Lake City —
Florida Governor Rick Scott made a stop at Florida Gateway College in Lake City on Tuesday, Dec. 17, and was greeted by a huge crowd of supporters from the Republican Party of Florida.
Sponsors paid $500-$1,500 to attend the luncheon and listen to Gov. Scott speak about the state of the economy in Florida. Many local dignitaries and elected officials were in attendance, including State Rep. District 10 Elizabeth Porter, State Rep. District 19 Charles E. Van Zant, Avery Roberts and retired Judge E. Vernon Douglas.
Decorated Eagle Scout Jeremy Barwick, best known for raising 38,000 tons of food for the needy, led the crowd in the Pledge of Allegiance and the National Anthem was sung by Kay Poltorak.
While everyone enjoyed the delicious food that was prepared for the group, Rep. Elizabeth Porter spoke for a couple minutes.
“When you look around at the entire country, across the nation, and you see how backwards some of the states are marching, and they just have the wrong idea,” said Porter. “They’re going in the wrong direction, but what we are doing here in the state of Florida, is moving in the right direction. So much of that is thanks to our governor and the support he gets in the House and Senate to advance the kind of business building, freedom building ideas that we try and he supports.”
Porter said the Republican Party of Florida also wants to support Gov. Scott’s ideas, as well.
“We don’t want to be like New York and we don’t want to be like California,” said Porter. “We don’t want to try and squash the business people that are the job creators in our country. We want to do exactly what we’ve been doing in Florida for the past 4-6 years, and that is giving our business people the freedom to grow their business so that they will hire more people. They’ll have jobs.

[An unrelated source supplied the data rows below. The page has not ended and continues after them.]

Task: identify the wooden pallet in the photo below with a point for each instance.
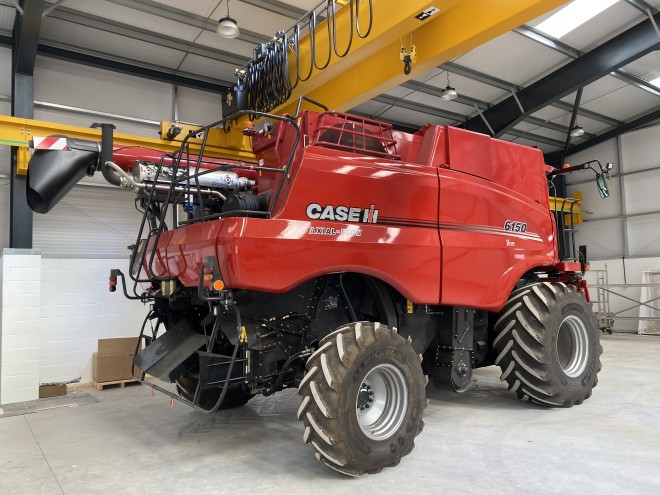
(120, 383)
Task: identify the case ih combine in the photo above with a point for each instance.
(352, 262)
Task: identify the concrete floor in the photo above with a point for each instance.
(484, 441)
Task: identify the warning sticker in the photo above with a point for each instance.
(425, 14)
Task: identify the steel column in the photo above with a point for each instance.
(26, 37)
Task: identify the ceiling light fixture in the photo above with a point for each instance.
(572, 16)
(449, 93)
(227, 26)
(577, 131)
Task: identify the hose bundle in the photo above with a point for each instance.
(266, 81)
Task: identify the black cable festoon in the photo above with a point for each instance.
(265, 82)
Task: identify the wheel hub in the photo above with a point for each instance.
(365, 397)
(382, 402)
(573, 346)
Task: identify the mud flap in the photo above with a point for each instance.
(165, 356)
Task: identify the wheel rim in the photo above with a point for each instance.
(573, 346)
(382, 402)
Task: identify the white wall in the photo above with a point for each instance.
(628, 222)
(624, 229)
(633, 275)
(86, 235)
(76, 310)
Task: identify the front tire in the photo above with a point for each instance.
(363, 398)
(548, 345)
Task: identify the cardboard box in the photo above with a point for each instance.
(114, 359)
(51, 391)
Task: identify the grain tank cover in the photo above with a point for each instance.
(516, 167)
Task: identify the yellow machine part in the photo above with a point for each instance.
(373, 66)
(571, 207)
(19, 131)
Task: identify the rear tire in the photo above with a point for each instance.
(548, 345)
(363, 398)
(235, 397)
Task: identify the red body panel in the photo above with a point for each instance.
(453, 218)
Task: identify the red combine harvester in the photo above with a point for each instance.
(350, 261)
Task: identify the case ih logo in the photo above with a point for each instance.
(343, 213)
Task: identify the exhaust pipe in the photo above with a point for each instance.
(53, 173)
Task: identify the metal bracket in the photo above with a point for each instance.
(463, 354)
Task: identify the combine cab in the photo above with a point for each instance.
(352, 262)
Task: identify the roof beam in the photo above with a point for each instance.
(555, 44)
(373, 67)
(454, 68)
(535, 137)
(615, 53)
(642, 6)
(127, 66)
(482, 105)
(133, 32)
(188, 18)
(277, 7)
(642, 121)
(418, 107)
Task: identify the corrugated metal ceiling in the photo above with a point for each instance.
(178, 36)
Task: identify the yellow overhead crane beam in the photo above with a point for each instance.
(373, 66)
(18, 132)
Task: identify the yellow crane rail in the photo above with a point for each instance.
(15, 131)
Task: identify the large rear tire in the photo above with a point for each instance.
(235, 397)
(548, 345)
(363, 398)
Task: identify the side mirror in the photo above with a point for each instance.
(602, 186)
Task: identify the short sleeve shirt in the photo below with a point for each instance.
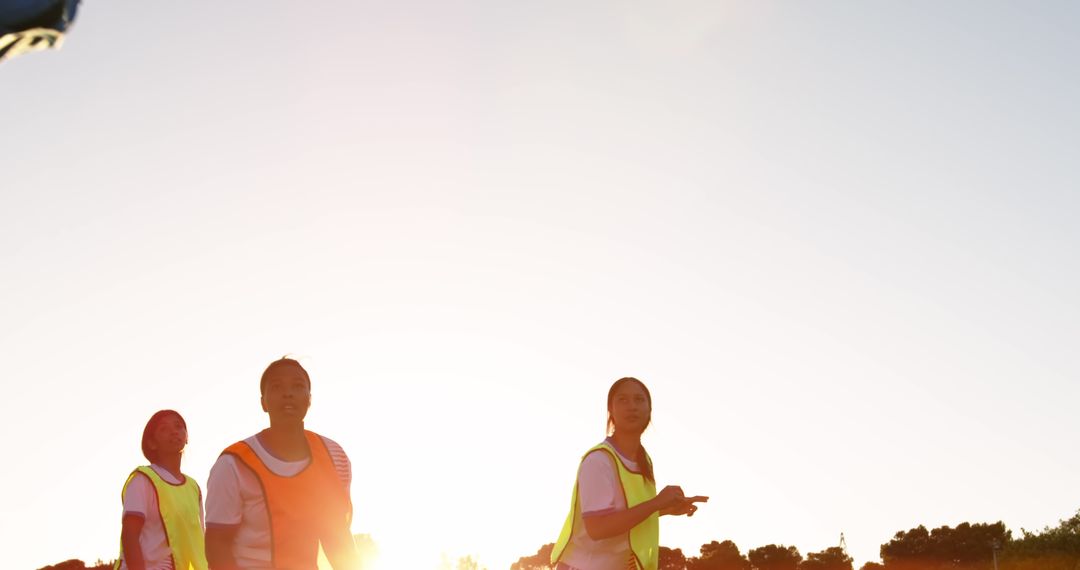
(140, 500)
(234, 499)
(598, 492)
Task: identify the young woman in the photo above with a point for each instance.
(162, 525)
(615, 511)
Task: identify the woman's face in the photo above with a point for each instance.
(631, 410)
(170, 436)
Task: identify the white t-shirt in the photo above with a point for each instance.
(140, 499)
(234, 499)
(598, 492)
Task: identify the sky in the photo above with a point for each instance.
(836, 240)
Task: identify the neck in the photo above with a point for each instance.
(285, 440)
(172, 464)
(628, 443)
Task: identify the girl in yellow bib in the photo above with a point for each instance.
(615, 510)
(163, 521)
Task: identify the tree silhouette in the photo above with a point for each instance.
(944, 547)
(833, 558)
(540, 560)
(78, 565)
(1054, 548)
(773, 557)
(718, 556)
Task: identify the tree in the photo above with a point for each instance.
(540, 560)
(1054, 548)
(944, 547)
(833, 558)
(718, 556)
(468, 562)
(773, 557)
(672, 559)
(78, 565)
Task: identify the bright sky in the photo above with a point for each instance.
(837, 240)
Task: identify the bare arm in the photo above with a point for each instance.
(219, 547)
(340, 550)
(685, 506)
(131, 528)
(608, 525)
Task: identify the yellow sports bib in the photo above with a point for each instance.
(178, 507)
(644, 538)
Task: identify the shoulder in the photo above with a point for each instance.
(597, 460)
(335, 448)
(137, 480)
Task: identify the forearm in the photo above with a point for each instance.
(341, 551)
(133, 552)
(599, 527)
(219, 548)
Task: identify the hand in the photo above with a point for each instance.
(670, 496)
(686, 506)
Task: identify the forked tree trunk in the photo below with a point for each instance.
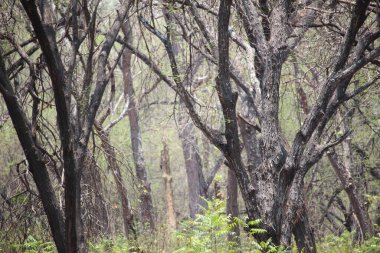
(357, 202)
(146, 202)
(113, 165)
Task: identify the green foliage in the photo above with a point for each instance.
(32, 245)
(211, 230)
(344, 244)
(117, 245)
(208, 232)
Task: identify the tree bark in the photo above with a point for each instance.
(147, 213)
(169, 198)
(233, 206)
(109, 150)
(34, 156)
(195, 180)
(344, 175)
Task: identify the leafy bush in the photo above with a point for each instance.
(32, 245)
(343, 244)
(210, 231)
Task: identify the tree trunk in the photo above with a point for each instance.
(109, 150)
(35, 160)
(96, 221)
(147, 214)
(233, 206)
(169, 199)
(193, 164)
(344, 175)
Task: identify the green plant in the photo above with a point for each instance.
(118, 245)
(32, 245)
(208, 232)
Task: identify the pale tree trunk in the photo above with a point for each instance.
(197, 188)
(342, 169)
(356, 200)
(96, 221)
(193, 164)
(113, 165)
(146, 203)
(169, 198)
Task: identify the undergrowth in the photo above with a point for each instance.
(208, 233)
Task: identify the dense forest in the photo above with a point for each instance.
(190, 126)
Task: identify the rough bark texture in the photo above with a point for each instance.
(36, 161)
(74, 129)
(113, 165)
(147, 213)
(272, 188)
(193, 164)
(169, 199)
(232, 205)
(357, 202)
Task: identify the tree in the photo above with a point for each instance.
(273, 190)
(75, 112)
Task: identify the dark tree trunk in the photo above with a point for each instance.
(193, 164)
(36, 161)
(109, 150)
(233, 206)
(171, 222)
(357, 202)
(147, 213)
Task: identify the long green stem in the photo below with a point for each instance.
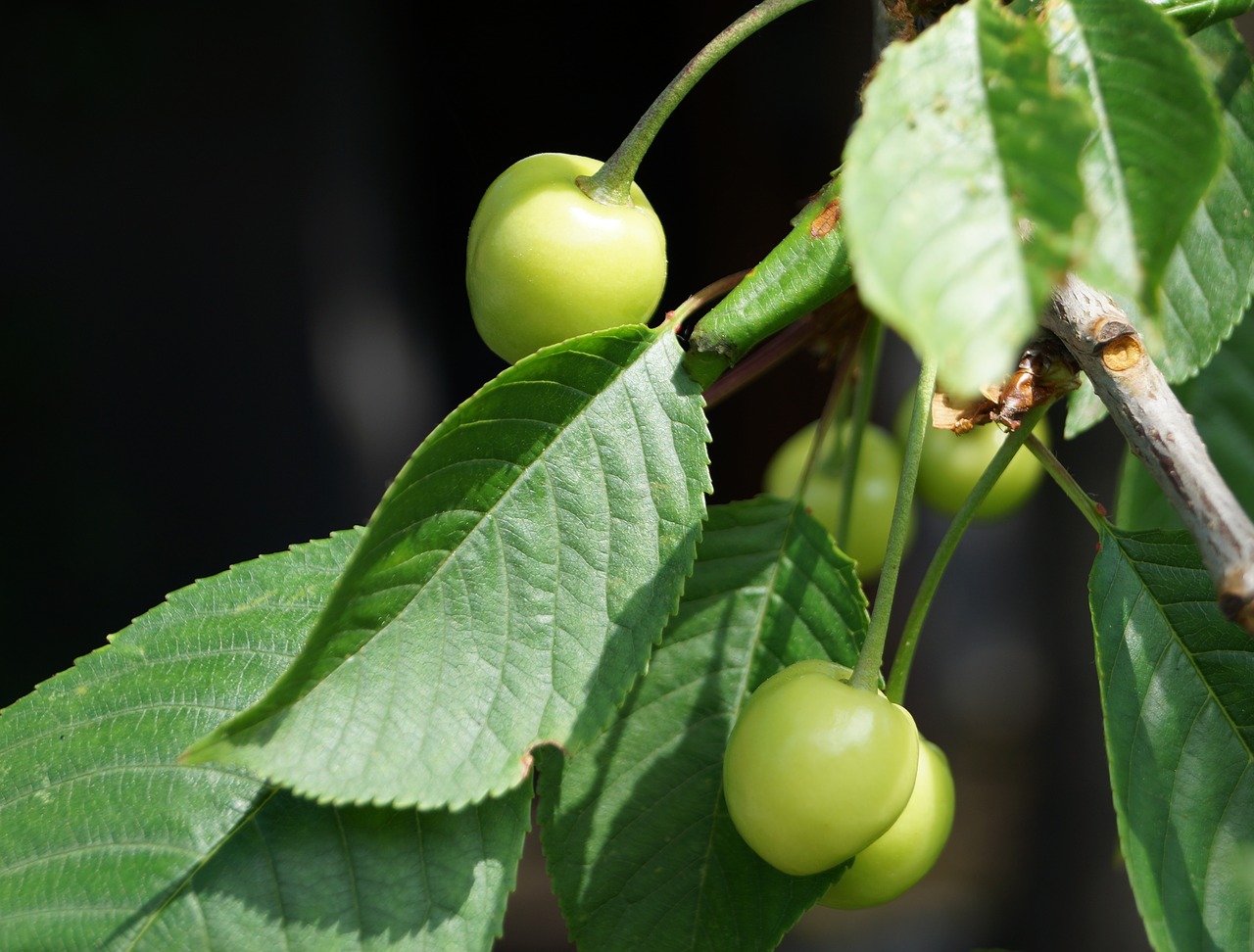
(611, 183)
(1091, 509)
(872, 656)
(901, 660)
(863, 393)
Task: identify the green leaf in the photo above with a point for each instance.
(108, 843)
(1222, 403)
(1192, 16)
(639, 841)
(1210, 273)
(508, 590)
(1178, 695)
(1158, 144)
(966, 147)
(805, 269)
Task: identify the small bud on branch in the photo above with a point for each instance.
(1161, 433)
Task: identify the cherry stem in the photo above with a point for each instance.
(694, 303)
(863, 393)
(611, 183)
(1089, 508)
(872, 656)
(900, 670)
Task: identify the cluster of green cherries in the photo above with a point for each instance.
(949, 467)
(816, 772)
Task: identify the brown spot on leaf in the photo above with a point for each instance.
(825, 219)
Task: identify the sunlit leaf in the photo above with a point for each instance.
(508, 589)
(107, 843)
(1158, 143)
(1178, 695)
(637, 836)
(962, 187)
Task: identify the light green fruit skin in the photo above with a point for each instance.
(912, 845)
(879, 469)
(545, 262)
(815, 769)
(952, 463)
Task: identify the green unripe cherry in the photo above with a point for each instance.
(912, 845)
(815, 769)
(879, 470)
(546, 262)
(950, 464)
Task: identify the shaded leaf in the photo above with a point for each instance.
(639, 841)
(1194, 16)
(106, 841)
(508, 590)
(1210, 273)
(964, 148)
(1178, 695)
(1158, 144)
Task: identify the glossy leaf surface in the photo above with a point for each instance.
(508, 589)
(962, 187)
(637, 835)
(107, 843)
(1176, 684)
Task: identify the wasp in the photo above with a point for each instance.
(1044, 371)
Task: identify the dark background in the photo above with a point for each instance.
(231, 287)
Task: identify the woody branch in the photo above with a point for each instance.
(1161, 433)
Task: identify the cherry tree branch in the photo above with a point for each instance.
(1161, 433)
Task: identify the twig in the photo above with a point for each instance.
(1161, 433)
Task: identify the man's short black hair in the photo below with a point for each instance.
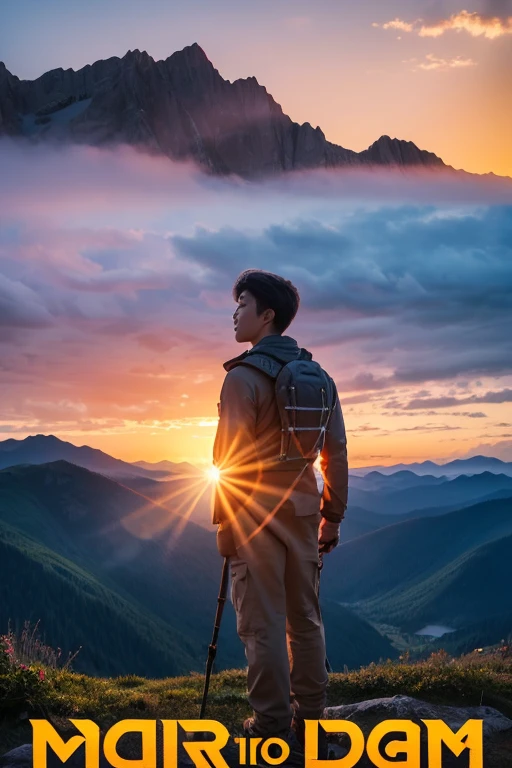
(271, 292)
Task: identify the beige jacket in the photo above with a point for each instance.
(249, 432)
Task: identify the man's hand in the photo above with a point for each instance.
(225, 541)
(328, 536)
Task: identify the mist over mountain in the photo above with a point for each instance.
(39, 449)
(181, 107)
(472, 466)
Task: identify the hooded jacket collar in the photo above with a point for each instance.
(285, 348)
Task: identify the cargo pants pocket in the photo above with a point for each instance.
(239, 576)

They’ll have expendable income and we will be able to continue to improve across the state, from top to bottom.”
Porter said Gov. Scott has been a boon to the state and she is confident he will continue to do so.
Brief speeches were made by Rep. Van Zant and Judge Douglas, who asked everyone to welcome “a political leader who’s restoring the ‘American Dream’ which seems to be lost on the rest of the country.”
Gov. Scott entered the room to a raucous round of applause as he stepped up to the podium. He proceeded to tell the crowd a little about his childhood before moving on to the important issues of the state of Florida.
Scott said in 2010, 832,000 people in the state of Florida lost their jobs and unemployment hit a peak of 11.1 percent.
“We basically increased state debt by $8.7 billion,” Scott said. “What did we get for it? Housing prices collapsed by 40 percent. Whatever business you were in, you were pretty much hurting in Florida.”
Scott reminded everyone that there is no state income tax in Florida, it is a right-to-work state where you don’t have to be a member of a union, there are low business taxes, it is the gateway to Latin America, and the expansion of the Panama Canal is coming up.
“People like to visit our state,” said Scott. “In 2010, 82 million tourists came to our state. How did we do it? Because we didn’t focus on jobs.”
When he first got elected, Scott said he contacted several consulting firms whose job it is to find suitable places for businesses to operate and was met with resistance. Many of them told Scott that Florida doesn’t care about businesses, but only about being the state where people either vacation or retire. Calls to Tallahassee from businesses who wanted to come to Florida, he was told, were not addressed in a timely manner. Scott said he set out to change all of that.
Scott said anyone who works for a state agency has the duty to help create more jobs for the people of Florida in any way possible. He has also been cutting sales taxes, property taxes, and regulations to make it easier for new businesses to come in.
Scott’s speech wasn’t all business. He spent some time telling anecdotes about Gov. Rick Perry in Texas, which engaged the crowd with laughter, but then it was back to business.
“In two years and 10 months, unemployment has gone from 11.1 to 6.7 percent,” said Scott. “That’s 440,000 jobs.”
For the month of October, Florida private businesses generated 46,000 jobs, compared to Texas with only 12,000 jobs, Scott explained. Additionally, this year Florida expects to have a total of about 95 million tourists (up from 82 million), whom, he said, pay a lot of sales taxes.
“So, we’ve increased our state revenue that way,” he said.
Since he’s been in office, Scott said the state has lowered their unemployment rate, paid off a $3.5 billion unemployment debt to the federal government, and there are currently 279,000 job openings in the state right now.
“We’re headed in the right direction,” said Scott.
Education was another topic Scott touched on, saying that the state has increased funding for education, and that Florida’s 4th graders are number 2 in the world for reading, as well as other facts about graduation rates, teacher quality and Florida’s excellent colleges.
After all the business talk, Scott said, “The year 2014 is a bad year to run for governor, but this is a great job. No one else should run,” he added. “That would be nice. The truth is, if you like people, there is no better job than being governor of the state.”
After the meeting, Scott spent some time mingling with the guests.